The growth of historiography (the study of history as an academic field) was pioneered by the German historian von Ranke (1981) who professionalized the teaching and the study of history.  He fought against the prevailing notions of that time that suggested that societies always evolved from primitive to advanced.  He proposed that each era should be studied for its own sake.  French historians in the 19th century moved the focus in history to exploring the social history (i.e., the lives of individuals and communities) of any era from the previously popular study of political history.  They emphasized the usage of materials that ordinary people used and the psychological environment within communities over governments and political institutions.  The historical method of interpreting data is typically qualitative.  Historians study a phenomenon, the various factors that led to the occurrence of a historical event and the interpretation that the data lends itself to.  Some of the best historical studies involve the study of primary documents and artefacts including those from archaeology.  An important aspect of the historical method involves source criticism; this involves evaluating the reliability, credibility and relevance of a piece of historical material.
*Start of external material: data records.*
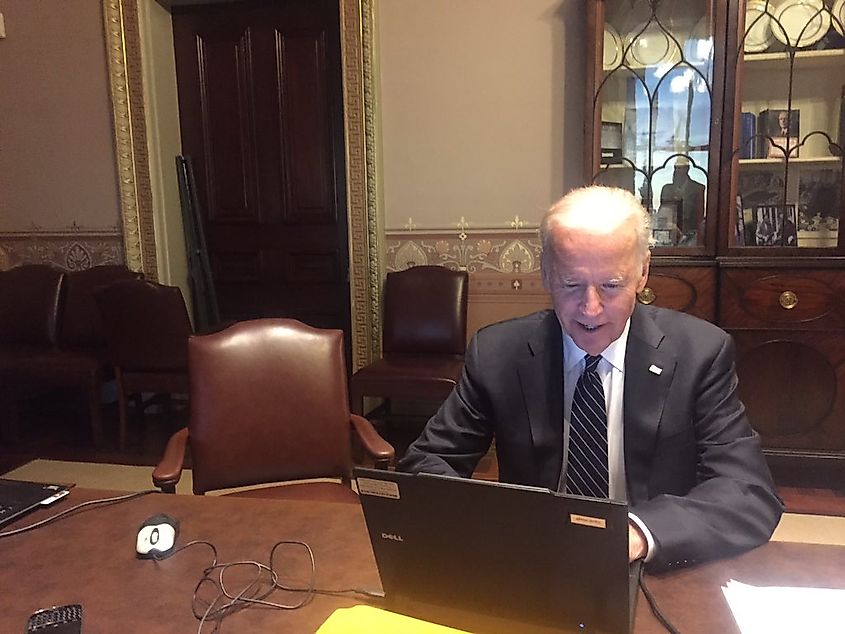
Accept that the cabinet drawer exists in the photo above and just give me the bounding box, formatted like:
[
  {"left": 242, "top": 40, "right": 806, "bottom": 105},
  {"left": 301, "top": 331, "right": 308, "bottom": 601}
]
[
  {"left": 719, "top": 269, "right": 845, "bottom": 330},
  {"left": 638, "top": 266, "right": 716, "bottom": 321},
  {"left": 731, "top": 329, "right": 845, "bottom": 452}
]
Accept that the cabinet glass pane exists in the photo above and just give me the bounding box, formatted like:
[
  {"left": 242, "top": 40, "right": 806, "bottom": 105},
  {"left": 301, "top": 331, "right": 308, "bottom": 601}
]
[
  {"left": 731, "top": 0, "right": 844, "bottom": 249},
  {"left": 594, "top": 0, "right": 714, "bottom": 248}
]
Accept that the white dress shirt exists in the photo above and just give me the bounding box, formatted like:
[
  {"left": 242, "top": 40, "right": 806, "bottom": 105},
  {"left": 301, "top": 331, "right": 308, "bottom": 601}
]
[{"left": 558, "top": 319, "right": 656, "bottom": 561}]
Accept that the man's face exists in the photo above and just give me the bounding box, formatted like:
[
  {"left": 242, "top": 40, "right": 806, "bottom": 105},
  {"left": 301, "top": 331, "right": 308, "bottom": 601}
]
[{"left": 544, "top": 223, "right": 649, "bottom": 355}]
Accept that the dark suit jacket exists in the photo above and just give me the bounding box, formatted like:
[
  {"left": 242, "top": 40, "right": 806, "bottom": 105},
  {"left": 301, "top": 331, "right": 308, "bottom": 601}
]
[{"left": 399, "top": 306, "right": 784, "bottom": 570}]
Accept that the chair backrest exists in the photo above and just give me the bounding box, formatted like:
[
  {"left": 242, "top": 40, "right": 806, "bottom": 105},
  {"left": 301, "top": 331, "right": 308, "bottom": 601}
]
[
  {"left": 94, "top": 279, "right": 192, "bottom": 371},
  {"left": 188, "top": 318, "right": 353, "bottom": 494},
  {"left": 59, "top": 265, "right": 142, "bottom": 349},
  {"left": 382, "top": 265, "right": 469, "bottom": 355},
  {"left": 0, "top": 264, "right": 64, "bottom": 347}
]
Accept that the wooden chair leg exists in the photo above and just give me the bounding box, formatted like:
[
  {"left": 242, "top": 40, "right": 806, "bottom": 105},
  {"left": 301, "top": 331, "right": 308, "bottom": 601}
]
[
  {"left": 116, "top": 369, "right": 130, "bottom": 451},
  {"left": 87, "top": 382, "right": 104, "bottom": 449},
  {"left": 117, "top": 391, "right": 130, "bottom": 451}
]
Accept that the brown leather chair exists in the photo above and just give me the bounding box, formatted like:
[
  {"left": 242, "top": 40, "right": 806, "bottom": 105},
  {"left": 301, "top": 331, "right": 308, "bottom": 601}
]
[
  {"left": 152, "top": 318, "right": 394, "bottom": 501},
  {"left": 349, "top": 265, "right": 469, "bottom": 416},
  {"left": 0, "top": 264, "right": 141, "bottom": 445},
  {"left": 49, "top": 265, "right": 142, "bottom": 445},
  {"left": 94, "top": 279, "right": 192, "bottom": 450},
  {"left": 0, "top": 265, "right": 65, "bottom": 440}
]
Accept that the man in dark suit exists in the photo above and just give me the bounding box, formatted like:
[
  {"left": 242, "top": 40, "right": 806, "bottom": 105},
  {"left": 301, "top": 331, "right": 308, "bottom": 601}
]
[{"left": 399, "top": 186, "right": 783, "bottom": 571}]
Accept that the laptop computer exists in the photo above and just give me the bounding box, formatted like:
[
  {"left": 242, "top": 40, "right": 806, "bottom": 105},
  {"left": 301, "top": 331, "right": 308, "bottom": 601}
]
[
  {"left": 355, "top": 467, "right": 639, "bottom": 633},
  {"left": 0, "top": 478, "right": 70, "bottom": 528}
]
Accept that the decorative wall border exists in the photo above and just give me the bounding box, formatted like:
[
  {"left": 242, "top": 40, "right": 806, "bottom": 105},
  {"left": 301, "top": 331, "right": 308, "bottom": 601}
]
[
  {"left": 385, "top": 229, "right": 542, "bottom": 275},
  {"left": 0, "top": 226, "right": 123, "bottom": 271},
  {"left": 102, "top": 0, "right": 158, "bottom": 280}
]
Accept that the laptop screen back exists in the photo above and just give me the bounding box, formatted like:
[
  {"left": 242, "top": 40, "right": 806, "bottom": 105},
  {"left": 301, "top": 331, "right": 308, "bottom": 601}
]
[
  {"left": 355, "top": 468, "right": 632, "bottom": 633},
  {"left": 0, "top": 479, "right": 69, "bottom": 527}
]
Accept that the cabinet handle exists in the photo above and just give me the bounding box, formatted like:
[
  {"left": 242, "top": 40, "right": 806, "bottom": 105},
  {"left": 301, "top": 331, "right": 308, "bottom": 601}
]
[
  {"left": 779, "top": 290, "right": 798, "bottom": 310},
  {"left": 638, "top": 287, "right": 656, "bottom": 305}
]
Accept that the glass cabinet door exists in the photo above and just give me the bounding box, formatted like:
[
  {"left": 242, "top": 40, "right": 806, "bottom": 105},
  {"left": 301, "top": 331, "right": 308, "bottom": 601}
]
[
  {"left": 727, "top": 0, "right": 844, "bottom": 251},
  {"left": 591, "top": 0, "right": 718, "bottom": 252}
]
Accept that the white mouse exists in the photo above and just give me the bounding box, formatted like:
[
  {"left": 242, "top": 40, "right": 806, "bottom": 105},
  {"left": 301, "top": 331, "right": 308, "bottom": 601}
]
[{"left": 136, "top": 513, "right": 179, "bottom": 559}]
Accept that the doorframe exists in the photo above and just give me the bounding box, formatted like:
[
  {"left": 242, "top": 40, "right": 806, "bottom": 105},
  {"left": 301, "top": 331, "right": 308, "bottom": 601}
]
[{"left": 101, "top": 0, "right": 383, "bottom": 370}]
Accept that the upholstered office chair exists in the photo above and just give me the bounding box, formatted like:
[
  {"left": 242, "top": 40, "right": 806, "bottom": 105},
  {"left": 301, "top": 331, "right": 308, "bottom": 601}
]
[
  {"left": 349, "top": 265, "right": 469, "bottom": 416},
  {"left": 152, "top": 319, "right": 394, "bottom": 501},
  {"left": 56, "top": 265, "right": 142, "bottom": 445},
  {"left": 94, "top": 279, "right": 192, "bottom": 450},
  {"left": 0, "top": 265, "right": 65, "bottom": 441}
]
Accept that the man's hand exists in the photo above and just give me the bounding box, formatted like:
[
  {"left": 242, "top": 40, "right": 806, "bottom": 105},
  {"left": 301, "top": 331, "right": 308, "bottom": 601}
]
[{"left": 628, "top": 521, "right": 647, "bottom": 562}]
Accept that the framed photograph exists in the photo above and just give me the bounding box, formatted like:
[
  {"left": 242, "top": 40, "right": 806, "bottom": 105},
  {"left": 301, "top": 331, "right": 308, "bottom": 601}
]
[
  {"left": 758, "top": 109, "right": 800, "bottom": 159},
  {"left": 738, "top": 170, "right": 786, "bottom": 209},
  {"left": 600, "top": 121, "right": 624, "bottom": 164},
  {"left": 755, "top": 204, "right": 797, "bottom": 246},
  {"left": 652, "top": 228, "right": 674, "bottom": 246}
]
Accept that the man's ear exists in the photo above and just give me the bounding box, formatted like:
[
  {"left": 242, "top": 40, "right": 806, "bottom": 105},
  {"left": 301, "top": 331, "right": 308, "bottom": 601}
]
[
  {"left": 540, "top": 254, "right": 552, "bottom": 292},
  {"left": 636, "top": 253, "right": 651, "bottom": 293}
]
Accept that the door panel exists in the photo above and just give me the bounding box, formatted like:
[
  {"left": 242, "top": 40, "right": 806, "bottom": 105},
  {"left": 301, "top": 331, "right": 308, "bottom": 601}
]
[{"left": 172, "top": 0, "right": 350, "bottom": 344}]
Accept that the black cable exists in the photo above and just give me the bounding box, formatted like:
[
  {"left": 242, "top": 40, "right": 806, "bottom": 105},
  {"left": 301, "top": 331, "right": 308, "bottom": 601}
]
[
  {"left": 0, "top": 489, "right": 157, "bottom": 539},
  {"left": 1, "top": 492, "right": 379, "bottom": 632},
  {"left": 155, "top": 538, "right": 361, "bottom": 633},
  {"left": 638, "top": 564, "right": 681, "bottom": 634}
]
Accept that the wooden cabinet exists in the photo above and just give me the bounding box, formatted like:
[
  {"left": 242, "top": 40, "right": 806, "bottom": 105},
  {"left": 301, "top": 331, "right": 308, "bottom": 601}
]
[{"left": 587, "top": 0, "right": 845, "bottom": 485}]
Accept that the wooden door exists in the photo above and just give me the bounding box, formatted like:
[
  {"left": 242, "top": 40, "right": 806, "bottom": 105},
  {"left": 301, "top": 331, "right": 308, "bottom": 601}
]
[{"left": 172, "top": 0, "right": 350, "bottom": 344}]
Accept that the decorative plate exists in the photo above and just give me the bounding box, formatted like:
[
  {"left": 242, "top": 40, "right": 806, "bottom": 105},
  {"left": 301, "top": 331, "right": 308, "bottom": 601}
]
[
  {"left": 626, "top": 23, "right": 681, "bottom": 67},
  {"left": 744, "top": 0, "right": 774, "bottom": 52},
  {"left": 603, "top": 25, "right": 623, "bottom": 70},
  {"left": 832, "top": 0, "right": 845, "bottom": 36},
  {"left": 772, "top": 0, "right": 831, "bottom": 48}
]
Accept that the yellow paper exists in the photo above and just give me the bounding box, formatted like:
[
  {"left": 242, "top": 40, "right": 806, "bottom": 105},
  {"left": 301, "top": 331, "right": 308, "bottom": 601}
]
[{"left": 316, "top": 605, "right": 471, "bottom": 634}]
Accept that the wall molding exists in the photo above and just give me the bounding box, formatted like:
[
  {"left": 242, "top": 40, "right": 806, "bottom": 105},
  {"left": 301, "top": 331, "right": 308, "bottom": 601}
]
[
  {"left": 102, "top": 0, "right": 158, "bottom": 280},
  {"left": 385, "top": 228, "right": 542, "bottom": 274},
  {"left": 0, "top": 225, "right": 123, "bottom": 271}
]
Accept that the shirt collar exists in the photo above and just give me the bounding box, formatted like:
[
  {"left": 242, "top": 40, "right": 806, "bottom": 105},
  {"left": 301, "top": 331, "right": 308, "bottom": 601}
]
[{"left": 562, "top": 318, "right": 631, "bottom": 373}]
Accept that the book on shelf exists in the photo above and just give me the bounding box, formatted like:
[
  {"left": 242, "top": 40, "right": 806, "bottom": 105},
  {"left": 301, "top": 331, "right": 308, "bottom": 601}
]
[
  {"left": 758, "top": 109, "right": 800, "bottom": 159},
  {"left": 739, "top": 112, "right": 756, "bottom": 159}
]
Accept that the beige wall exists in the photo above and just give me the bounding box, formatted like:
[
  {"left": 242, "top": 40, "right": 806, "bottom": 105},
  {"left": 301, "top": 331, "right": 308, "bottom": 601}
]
[
  {"left": 377, "top": 0, "right": 583, "bottom": 231},
  {"left": 377, "top": 0, "right": 583, "bottom": 333},
  {"left": 0, "top": 0, "right": 123, "bottom": 268},
  {"left": 0, "top": 0, "right": 188, "bottom": 300}
]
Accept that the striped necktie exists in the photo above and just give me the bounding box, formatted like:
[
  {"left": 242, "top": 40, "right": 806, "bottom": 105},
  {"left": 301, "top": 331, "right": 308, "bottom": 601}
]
[{"left": 565, "top": 354, "right": 609, "bottom": 498}]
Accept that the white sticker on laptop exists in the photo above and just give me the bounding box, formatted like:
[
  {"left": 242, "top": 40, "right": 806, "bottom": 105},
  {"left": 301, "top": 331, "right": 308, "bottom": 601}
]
[
  {"left": 357, "top": 477, "right": 400, "bottom": 499},
  {"left": 569, "top": 514, "right": 607, "bottom": 529}
]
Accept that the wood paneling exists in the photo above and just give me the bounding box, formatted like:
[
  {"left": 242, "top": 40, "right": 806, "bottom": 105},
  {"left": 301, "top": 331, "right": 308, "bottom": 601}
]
[{"left": 172, "top": 0, "right": 350, "bottom": 340}]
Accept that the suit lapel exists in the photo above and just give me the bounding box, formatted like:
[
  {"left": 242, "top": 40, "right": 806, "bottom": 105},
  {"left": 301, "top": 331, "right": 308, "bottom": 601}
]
[
  {"left": 516, "top": 311, "right": 563, "bottom": 489},
  {"left": 624, "top": 305, "right": 676, "bottom": 505}
]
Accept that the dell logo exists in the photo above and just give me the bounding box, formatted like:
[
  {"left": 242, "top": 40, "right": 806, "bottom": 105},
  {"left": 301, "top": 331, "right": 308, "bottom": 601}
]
[{"left": 381, "top": 532, "right": 404, "bottom": 542}]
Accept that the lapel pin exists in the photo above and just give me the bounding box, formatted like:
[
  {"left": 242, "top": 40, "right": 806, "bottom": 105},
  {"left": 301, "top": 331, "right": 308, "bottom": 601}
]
[{"left": 648, "top": 364, "right": 663, "bottom": 375}]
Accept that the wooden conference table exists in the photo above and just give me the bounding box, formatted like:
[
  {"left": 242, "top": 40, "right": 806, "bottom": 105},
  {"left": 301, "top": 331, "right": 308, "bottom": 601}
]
[{"left": 1, "top": 488, "right": 844, "bottom": 633}]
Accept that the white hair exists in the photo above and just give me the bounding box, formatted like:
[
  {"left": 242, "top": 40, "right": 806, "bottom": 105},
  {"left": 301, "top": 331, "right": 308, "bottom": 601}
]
[{"left": 539, "top": 186, "right": 652, "bottom": 274}]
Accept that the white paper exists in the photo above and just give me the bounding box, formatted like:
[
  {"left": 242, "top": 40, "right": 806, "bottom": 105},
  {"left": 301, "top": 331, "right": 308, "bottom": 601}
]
[{"left": 721, "top": 579, "right": 845, "bottom": 634}]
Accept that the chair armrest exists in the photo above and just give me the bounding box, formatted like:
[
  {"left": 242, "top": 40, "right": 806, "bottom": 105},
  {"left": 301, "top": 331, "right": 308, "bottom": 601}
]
[
  {"left": 152, "top": 427, "right": 189, "bottom": 493},
  {"left": 350, "top": 414, "right": 395, "bottom": 470}
]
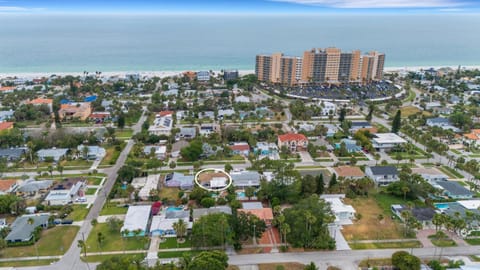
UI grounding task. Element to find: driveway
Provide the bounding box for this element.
[298,151,314,163]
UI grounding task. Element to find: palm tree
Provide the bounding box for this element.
[27,217,39,260]
[97,232,105,252]
[401,186,410,201]
[56,165,64,177]
[77,240,87,257]
[280,223,290,249]
[172,219,187,243]
[304,211,316,246]
[304,262,319,270]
Why the History of a Phenomenon Matters

Historians study a phenomenon or a concept, the various factors that led to the development of a concept and the interpretation that the data lends itself to. It denaturalizes all concepts and places them within a historical context.

 

One chief source of data for a historian is eye-witness testimony; it is crucial for historians to make accurate judgements about the credibility of eye-witness documentation.  The criteria for judgements of accuracy is the plausibility of the statements, the time period of the account, the internal contradictions in the data, and other corroborating evidence.  Sometimes, the information obtained by a historian may come from secondary sources in which case, the researcher has additional judgements to make about how much to rely on the source.  Some of the questions they may ask is, how close to the event was the testimony given, how complete is the account and what was left out.  In many cultures, especially those without written artefacts, oral traditions form a significant source of information about events and historical phenomena.  Historians must put these oral traditions through additional credibility tests to ascertain their validity.  As part of our study of adolescence, we will explore the historian’s view of youth experiences over the ages.

Postmodern Methodology

Postmodern theorists argue that there is not just one way to interpret our world but many; in earlier times they argue, every society had one dominating story (meta-narrative) that gave meaning to existence.  Some examples would be the Bible for Christian societies and the Koran for Muslim societies.  In modern times, with the number of images and texts that we are exposed to, those meta-narratives have given way to multiplicities of stories that depict our relationship with the world.   According to Foucault (2012) one of the main proponents of postmodernism, there is no one truth and everything is subjective or relative.  Postmodernists disagree with several other social sciences that life and society move towards endless progress.  Sociologists, for example, argue that with the help of scientific methods we can build better societies while psychologists argue that their research can lead to superior ways to address mental health issues.  Postmodernists would argue that it is impossible to know the essential nature of reality and that all renditions of reality should be celebrated; they call this the democratization of truth.  One of the strengths of this view is that frameworks from the margins and the disenfranchised are given a great deal of validity.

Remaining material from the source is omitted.